Die Sinfonische Suite „Scheherazade“ gehört nicht nur ihrer märchenhaften Thematik aus „Tausendundeiner Nacht“ und ihrer ungemein bildhaften, fast malerischen Ausdruckskraft wegen zu den berühmtesten Werken von Nikolai Rimski-Korsakow (1844 bis1908). Sein St. Petersburger „Mächtiges Häuflein“ mit Mussorgsky und Borodin und anderen Kollegen hatte sich nicht nur eine dezidiert anti-westliche, vielleicht sogar eine anti-deutsche Agenda gegeben, sondern wollte auch das Erbe der nationalrussischen Volksmusik heben und pflegen.

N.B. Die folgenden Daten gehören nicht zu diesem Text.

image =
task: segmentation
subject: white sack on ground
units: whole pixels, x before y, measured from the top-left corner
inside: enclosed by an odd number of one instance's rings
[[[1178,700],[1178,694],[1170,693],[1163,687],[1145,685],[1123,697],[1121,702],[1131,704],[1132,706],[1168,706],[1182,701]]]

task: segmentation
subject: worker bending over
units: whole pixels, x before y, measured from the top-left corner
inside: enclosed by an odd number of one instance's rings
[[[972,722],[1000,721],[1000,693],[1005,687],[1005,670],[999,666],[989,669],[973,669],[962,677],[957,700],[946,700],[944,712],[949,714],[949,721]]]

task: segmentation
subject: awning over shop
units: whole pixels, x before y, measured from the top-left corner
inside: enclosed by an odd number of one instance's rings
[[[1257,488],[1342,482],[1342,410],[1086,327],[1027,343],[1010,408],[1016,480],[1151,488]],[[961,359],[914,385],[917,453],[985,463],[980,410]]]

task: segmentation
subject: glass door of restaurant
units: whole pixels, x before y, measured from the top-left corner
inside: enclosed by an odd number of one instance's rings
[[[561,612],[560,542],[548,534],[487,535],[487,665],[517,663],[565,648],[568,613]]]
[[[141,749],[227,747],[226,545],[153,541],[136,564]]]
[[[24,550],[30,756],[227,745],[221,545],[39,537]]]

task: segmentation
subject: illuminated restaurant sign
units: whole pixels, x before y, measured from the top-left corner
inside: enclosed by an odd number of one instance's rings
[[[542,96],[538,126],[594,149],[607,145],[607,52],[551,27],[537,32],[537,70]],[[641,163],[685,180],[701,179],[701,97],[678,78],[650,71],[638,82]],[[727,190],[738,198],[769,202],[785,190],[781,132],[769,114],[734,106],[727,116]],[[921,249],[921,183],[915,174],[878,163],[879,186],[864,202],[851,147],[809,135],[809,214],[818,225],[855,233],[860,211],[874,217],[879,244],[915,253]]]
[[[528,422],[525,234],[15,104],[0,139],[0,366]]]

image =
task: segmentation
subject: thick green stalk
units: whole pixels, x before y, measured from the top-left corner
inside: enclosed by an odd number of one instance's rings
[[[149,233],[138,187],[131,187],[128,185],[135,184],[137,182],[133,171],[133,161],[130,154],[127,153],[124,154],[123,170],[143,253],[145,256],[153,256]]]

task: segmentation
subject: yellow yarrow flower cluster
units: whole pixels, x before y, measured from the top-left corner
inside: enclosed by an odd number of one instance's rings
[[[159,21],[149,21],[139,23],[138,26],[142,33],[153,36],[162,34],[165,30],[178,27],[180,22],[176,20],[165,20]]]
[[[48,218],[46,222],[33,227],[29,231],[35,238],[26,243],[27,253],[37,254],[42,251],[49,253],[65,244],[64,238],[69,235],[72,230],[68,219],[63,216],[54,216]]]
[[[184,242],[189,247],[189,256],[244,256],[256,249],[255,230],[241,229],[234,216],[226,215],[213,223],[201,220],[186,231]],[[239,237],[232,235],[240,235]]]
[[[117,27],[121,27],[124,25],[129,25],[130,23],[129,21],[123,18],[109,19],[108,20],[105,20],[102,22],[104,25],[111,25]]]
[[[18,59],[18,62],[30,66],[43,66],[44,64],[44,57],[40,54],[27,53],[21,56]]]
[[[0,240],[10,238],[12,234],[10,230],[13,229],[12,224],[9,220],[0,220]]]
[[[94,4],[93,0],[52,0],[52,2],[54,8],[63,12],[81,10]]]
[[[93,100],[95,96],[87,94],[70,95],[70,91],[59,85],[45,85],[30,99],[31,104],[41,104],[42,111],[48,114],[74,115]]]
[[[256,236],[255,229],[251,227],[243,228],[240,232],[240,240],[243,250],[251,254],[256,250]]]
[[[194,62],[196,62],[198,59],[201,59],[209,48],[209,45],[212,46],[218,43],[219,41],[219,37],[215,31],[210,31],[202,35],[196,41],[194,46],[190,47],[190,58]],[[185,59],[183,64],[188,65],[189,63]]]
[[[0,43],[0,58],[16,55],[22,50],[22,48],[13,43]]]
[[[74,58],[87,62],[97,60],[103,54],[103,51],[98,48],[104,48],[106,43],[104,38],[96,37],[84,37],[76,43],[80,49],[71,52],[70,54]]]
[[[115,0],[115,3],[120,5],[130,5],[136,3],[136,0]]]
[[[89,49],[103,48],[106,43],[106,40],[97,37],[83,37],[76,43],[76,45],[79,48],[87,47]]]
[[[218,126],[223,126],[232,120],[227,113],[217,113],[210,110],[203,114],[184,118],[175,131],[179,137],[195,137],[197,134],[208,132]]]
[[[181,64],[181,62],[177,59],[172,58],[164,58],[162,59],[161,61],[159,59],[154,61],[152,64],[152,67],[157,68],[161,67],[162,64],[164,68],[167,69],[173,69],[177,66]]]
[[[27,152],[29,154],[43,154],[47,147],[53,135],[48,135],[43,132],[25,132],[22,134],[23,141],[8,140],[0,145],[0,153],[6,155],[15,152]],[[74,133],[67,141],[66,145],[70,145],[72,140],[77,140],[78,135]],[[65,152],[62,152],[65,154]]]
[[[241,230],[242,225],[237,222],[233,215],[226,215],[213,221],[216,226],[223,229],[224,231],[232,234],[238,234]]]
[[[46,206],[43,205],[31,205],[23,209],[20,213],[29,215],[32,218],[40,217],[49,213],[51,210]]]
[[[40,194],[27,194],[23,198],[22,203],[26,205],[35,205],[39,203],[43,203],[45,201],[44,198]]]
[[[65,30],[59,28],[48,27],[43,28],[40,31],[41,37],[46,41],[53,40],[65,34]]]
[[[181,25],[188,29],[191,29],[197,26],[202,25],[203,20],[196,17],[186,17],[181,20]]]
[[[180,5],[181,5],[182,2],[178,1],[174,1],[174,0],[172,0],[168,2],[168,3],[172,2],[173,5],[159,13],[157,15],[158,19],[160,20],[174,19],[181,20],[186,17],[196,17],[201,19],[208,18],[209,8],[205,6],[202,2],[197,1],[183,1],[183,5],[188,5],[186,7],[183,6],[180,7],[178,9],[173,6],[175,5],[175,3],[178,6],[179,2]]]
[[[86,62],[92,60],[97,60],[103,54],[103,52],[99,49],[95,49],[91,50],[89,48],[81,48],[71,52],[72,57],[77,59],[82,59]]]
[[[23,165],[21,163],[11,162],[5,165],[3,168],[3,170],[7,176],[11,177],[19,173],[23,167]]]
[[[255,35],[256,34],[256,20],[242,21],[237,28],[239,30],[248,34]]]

Dass Rimski-Korsakow schon früh als begnadeter Instrumentierer galt, der neben der Balance eben auch für einen stetigen Wechsel der Gruppen und herausgehobene Solopassagen Gewähr bietet, macht die „Scheherazade“ zu einem Paradestück für jedes Orchesters. Die Kontraste, all die Poesie und das Temperament ausgewogen zum Klingen zu bringen, die Rhythmen auch in ausgeprägter Agogik präzise abzustimmen und transparent zu machen, das war bei Ariane Matiakh bestens aufgehoben. Diese bildhaften Konturen zwischen absoluter und geradezu malender Programm-Musik gelangen immer wieder unerhört plastisch. Manchmal mag das Tutti vielleicht überlaut angekommen sein, die Pianissimi konnten gar nicht zart genug verzaubern.
heft – in Farbe. Repro: mab
Eine besondere Rolle unter den Soli spielt die Violine, deren Part über alle vier sinfonischen Sätze, oft im Zusammenspiel mit der Harfe, fast einem Solokonzert gleichkommt. Konzertmeister Timo de Leo hatte da einen ganz großartigen Auftritt. Dass ihm direkt vor Schluß mal kurz das Flageolett entglitt und brach, machte die überragende Leistung eigentlich nur noch klarer. Aber auch die Soli der Holzbläser, von Piccolo über Flöte, die Klarinette, Oboe und das Fagott alle großzügig bedient, auch Horn, Blech und Percussion, nicht zu vergessen den Cellisten und die Bratschen als Gruppe, machten die Suite unter einer ebenso sorgfältigen wie mitreißenden Leitung zu einem Fest fürs gesamte Orchester.
Der Applaus, der nach dem sacht entschwebenden Schluss nicht sofort als Jubel losbrach, schwoll immer wieder stürmisch an, schon weil Ariane Matiakh einfach lange brauchte, um all die zahllosen Einzelleistungen mit allem Recht aufzurufen, hervorzuheben und angemessen zu würdigen.
Ein wahrhaft glänzender Saisonbeginn.